On Tue, Aug 23, 2016 at 5:28 AM, Tom Lane <tgl@sss.pgh.pa.us> wrote:
Tomas Vondra <tomas.vondra@2ndquadrant.com> writes: > On 08/22/2016 07:42 PM, Alvaro Herrera wrote: >> Also, if we patch it this way and somebody has a slow query because of a >> lot of duplicate values, it's easy to solve the problem by >> de-duplicating. But with the current code, people that have the >> opposite problem has no way to work around it.
> I certainly agree it's better when a smart user can fix his query plan > by deduplicating the values than when we end up generating a poor plan > due to assuming some users are somewhat dumb.

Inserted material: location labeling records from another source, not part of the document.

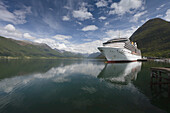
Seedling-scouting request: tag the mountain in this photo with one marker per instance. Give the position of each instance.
(16, 48)
(153, 38)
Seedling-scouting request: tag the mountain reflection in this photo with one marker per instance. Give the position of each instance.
(120, 73)
(58, 72)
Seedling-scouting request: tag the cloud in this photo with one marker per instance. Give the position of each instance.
(137, 16)
(87, 39)
(106, 23)
(62, 38)
(65, 18)
(125, 6)
(10, 31)
(90, 28)
(9, 27)
(167, 16)
(15, 17)
(126, 33)
(102, 18)
(160, 7)
(28, 36)
(101, 3)
(82, 13)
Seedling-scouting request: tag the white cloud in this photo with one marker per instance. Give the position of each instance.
(107, 23)
(87, 39)
(79, 23)
(126, 33)
(62, 37)
(9, 27)
(101, 3)
(137, 16)
(125, 6)
(82, 13)
(167, 16)
(28, 36)
(90, 28)
(160, 7)
(9, 31)
(15, 17)
(65, 18)
(102, 18)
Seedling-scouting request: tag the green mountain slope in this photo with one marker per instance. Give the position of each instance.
(15, 48)
(153, 38)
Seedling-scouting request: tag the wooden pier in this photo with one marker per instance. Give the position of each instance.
(160, 76)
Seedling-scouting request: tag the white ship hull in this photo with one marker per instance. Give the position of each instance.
(118, 54)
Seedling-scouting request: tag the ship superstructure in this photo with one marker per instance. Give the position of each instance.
(120, 49)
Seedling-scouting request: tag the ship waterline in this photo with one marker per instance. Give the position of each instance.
(118, 54)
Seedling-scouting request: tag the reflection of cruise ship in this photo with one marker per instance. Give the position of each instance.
(121, 73)
(120, 49)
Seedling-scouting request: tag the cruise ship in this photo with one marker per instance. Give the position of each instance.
(120, 50)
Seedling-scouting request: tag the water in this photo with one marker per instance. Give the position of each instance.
(79, 86)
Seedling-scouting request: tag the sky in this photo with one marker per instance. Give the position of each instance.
(77, 25)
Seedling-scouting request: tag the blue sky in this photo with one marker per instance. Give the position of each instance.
(77, 25)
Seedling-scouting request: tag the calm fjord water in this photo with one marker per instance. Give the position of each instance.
(79, 86)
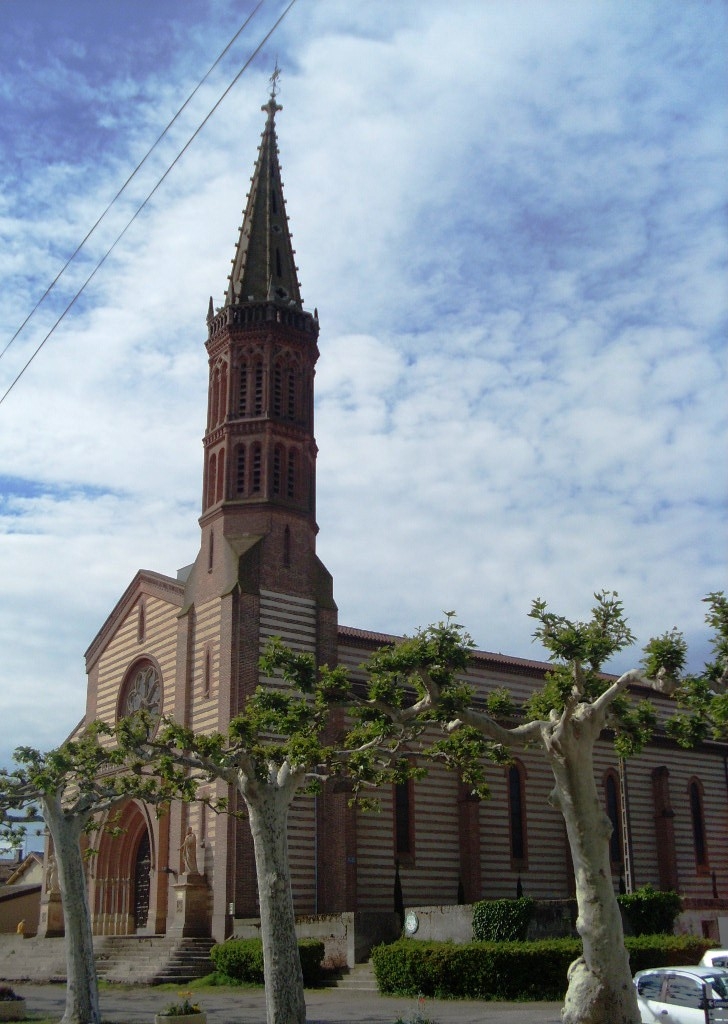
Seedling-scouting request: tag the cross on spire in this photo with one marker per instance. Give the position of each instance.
(271, 107)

Well, that seems to be the majority opinion, so attached is a patch to do it. Do we want to sneak this into 9.6, or wait? > I wonder how expensive would it be to actually count the number of > distinct values - there certainly are complex data types where the > comparisons are fairly expensive, but I would not expect those to be > used in explicit VALUES lists.
You'd have to sort the values before de-duping, and deal with VALUES expressions that aren't simple literals. And you'd have to do it a lot --- by my count, get_variable_numdistinct is invoked six times on the Var representing the VALUES output in Jeff's example query. Maybe you could cache the results somewhere, but that adds even more complication. Given the lack of prior complaints about this, it's hard to believe it's worth the trouble.
This patch still applies, and I think the argument for it is still valid. So I'm going to make a commit-fest entry for it. Is there additional evidence we should gather?